If, in speech, Lynch observes a certain economy – what Seamus Heaney called “the tight gag of place and times” – he takes fight in his “alternative profession” as a writer. He’s published two novels and is working on a third. Torn Water (2005) and Falling Out of Heaven (2010) are intimate interrogations of Ireland, despite (or, he might argue, because of) the fact that Lynch now lives in the South of France.
“I think you need to put some distance between yourself and where you began, so you can look back with some kind of objectivity,” he explains.

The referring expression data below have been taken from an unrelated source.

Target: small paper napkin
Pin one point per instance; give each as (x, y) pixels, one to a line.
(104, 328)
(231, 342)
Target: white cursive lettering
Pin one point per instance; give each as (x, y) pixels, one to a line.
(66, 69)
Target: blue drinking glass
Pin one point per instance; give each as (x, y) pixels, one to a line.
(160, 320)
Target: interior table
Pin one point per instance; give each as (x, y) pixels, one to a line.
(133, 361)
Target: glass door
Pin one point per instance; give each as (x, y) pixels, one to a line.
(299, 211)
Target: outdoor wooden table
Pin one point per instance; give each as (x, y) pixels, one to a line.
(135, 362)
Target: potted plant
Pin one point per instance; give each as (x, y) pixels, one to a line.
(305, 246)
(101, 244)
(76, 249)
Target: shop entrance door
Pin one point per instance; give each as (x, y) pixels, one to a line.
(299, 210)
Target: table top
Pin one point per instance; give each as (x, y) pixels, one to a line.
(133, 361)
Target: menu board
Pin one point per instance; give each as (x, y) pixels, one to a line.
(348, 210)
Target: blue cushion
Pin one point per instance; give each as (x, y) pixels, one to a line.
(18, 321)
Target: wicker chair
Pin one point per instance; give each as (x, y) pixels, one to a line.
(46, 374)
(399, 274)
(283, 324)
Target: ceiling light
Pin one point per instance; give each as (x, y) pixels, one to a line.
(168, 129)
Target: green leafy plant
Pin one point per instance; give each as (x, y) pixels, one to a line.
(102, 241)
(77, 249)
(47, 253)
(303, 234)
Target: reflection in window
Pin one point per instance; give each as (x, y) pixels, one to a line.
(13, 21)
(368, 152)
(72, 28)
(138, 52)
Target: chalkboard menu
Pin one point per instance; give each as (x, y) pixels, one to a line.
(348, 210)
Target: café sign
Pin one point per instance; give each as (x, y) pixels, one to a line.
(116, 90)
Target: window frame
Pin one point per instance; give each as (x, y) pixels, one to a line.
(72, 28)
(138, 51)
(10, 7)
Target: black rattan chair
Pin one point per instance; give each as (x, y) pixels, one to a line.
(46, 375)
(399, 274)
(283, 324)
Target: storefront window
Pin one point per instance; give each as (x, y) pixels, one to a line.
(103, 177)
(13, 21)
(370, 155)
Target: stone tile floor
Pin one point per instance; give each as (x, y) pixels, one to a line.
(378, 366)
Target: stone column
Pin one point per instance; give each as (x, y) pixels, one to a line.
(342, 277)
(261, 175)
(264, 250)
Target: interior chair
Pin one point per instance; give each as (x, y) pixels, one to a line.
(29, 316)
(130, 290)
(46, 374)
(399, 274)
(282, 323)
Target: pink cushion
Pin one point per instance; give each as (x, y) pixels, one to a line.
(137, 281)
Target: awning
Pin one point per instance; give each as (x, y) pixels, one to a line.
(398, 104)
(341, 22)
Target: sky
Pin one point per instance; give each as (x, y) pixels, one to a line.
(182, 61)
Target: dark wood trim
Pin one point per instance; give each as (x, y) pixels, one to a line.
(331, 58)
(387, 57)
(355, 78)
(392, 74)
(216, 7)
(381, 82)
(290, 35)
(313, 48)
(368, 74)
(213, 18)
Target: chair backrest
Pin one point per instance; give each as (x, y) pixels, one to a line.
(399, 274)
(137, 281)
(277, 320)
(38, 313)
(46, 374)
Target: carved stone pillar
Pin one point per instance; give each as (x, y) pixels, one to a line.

“Writing is more exposing than acting. With acting, if you’ve been around long enough, you’re bound to pick up technique – I don’t mean that it’s about hiding, but it’s about leading yourself into emotional trouble and getting yourself out of it. Writing has to be total.”
Alcoholism is a dark, autobiographical stream running through Lynch’s fiction. “There’s a proverb that goes: ‘The man takes a drink, the drink takes a drink, the drink takes the man.’ That’s how it was for me.” He started writing around the time he stopped drinking, not as therapy, but as a way of being honest with himself. “When I got sober, I was obsessed by definition, by clarity.
“I started digging, really digging into me. It’s tough, it’s an alone thing, but when I’m not acting, it keeps me sane. And my life has completely changed since I stopped drinking. I’m much more outgoing and, believe it or not, I’m less sorrowful.”
France, too, has been a new start. Lynch has “always felt European, given my blood and my heritage” and regrets Brexit (“a bad decision, made for wrong reasons”). He now lives in Nice and enjoys having Italy just over the border.
The “old time” came hurtling back on 14 July this year when 86 people died when a lorry ploughed into the crowd during the terrorist attack on the Promenade des Anglais.
“My partner, Christine, is French,” says Lynch. “A couple of days after the truck drove down the Promenade, we went down there together. There were flowers everywhere, people lighting candles, and it was like a muscle went in me. Christine said to me, ‘I know now why you’ve always been so alert, so vigilant. You grew up with that.’ And we did. We all grew up with the possibility that, at any time, anything could happen.”
Finally though, for Lynch, hinterland is shading into new horizons. “I love the challenge of existing in a new culture. With Christine, I speak in French. We kiss in French. I’m doing my second film in French. And it’s tremendously liberating. Being an exile has done me the world of good.”